Now available to all customers, its foundation upon Amazon Web Services means that Amazon is offering guarantees for efficiency, crystal clear audio, and high definition video. It is also build upon a secure infrastructure to ensure that even highly sensitive discussions are held in the strictest of confidence.

Why use it?

Amazon Chime is taking a key out of creating the best of what other services offer at this time by giving you the ability to seamlessly communicate whether in the office or on the go, clearly speaking to the necessity of having a global workforce. With one single app, one can video conference, chat on voice, share content, and chat. Instead of calling into a meeting, they call you, which means no delayed meetings (but we’ll ignore the fact that not everyone can get to the meeting on time due to other obligations). Chime is also platform agnostic but there are apps for iOS, Android, Windows, and Mac, and no matter where you go, the chats are synchronized to whatever device you’re using.

What does it cost?

Amazon describes Chime as being “1/3 the cost of traditional solutions.”

  • A “basic” plan is currently free for video calls for up to two people (1:1) and chat rooms on all devices.
  • A “Plus” plan is $2.50 per user per month that offers everything basic has plus screen sharing and utilization of a company’s corporate directory.
  • A “Pro” plan takes all the features from “basic” and “plus” with video meetings for up to 100 people, meeting recordings, and personal meeting URLs.

Chime, like other Amazon services, operate on a “pay as you go” model. Billing is per user and per month. A thirty day trial is available.

Too little too late?

One wonders what Amazon is doing bringing Chime into the wild years after Skype and Skype for Business have built a solid foundation in this market (and Google Hangouts to a lesser degree with the casual user). The answer might be this simple: we’ve got our Azure fans and our AWS fans. It was only a matter of time that Amazon came out with a product that challenged Skype for Business with Amazon’s own proprietary technology on AWS.

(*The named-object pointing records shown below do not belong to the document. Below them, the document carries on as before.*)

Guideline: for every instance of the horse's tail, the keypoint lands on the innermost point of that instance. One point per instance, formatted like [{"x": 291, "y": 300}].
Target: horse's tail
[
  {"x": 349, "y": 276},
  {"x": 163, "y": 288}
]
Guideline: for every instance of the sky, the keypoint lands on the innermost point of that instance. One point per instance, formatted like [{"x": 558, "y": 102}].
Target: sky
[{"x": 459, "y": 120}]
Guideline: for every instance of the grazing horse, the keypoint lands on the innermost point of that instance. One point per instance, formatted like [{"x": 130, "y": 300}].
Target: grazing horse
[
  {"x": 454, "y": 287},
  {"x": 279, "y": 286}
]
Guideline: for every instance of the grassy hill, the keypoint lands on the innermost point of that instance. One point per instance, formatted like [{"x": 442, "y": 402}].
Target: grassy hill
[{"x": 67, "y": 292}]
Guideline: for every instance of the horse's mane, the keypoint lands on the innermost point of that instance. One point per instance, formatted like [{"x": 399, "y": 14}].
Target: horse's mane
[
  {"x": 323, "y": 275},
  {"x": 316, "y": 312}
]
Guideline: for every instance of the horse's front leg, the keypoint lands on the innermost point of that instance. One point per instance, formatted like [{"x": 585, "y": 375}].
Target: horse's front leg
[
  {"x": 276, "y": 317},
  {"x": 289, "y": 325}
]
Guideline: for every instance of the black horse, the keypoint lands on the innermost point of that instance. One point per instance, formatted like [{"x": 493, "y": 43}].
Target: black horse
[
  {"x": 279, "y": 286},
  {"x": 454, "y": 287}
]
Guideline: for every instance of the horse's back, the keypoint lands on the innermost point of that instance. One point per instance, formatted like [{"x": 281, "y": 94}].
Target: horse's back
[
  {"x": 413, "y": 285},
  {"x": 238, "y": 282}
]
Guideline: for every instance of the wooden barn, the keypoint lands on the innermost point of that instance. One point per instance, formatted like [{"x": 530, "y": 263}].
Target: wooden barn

But is this going to hurt Slack’s Enterprise Grid? The concept of the Grid is very similar, save for video calling — which might be coming later due to pressure from the competition. And the Grid’s enterprise functionality is winning favor in the corporate space. I’m personally observing many companies utilizing Slack’s Grid with calls.

Will Chime build momentum? What do you think? Sound off in the comments.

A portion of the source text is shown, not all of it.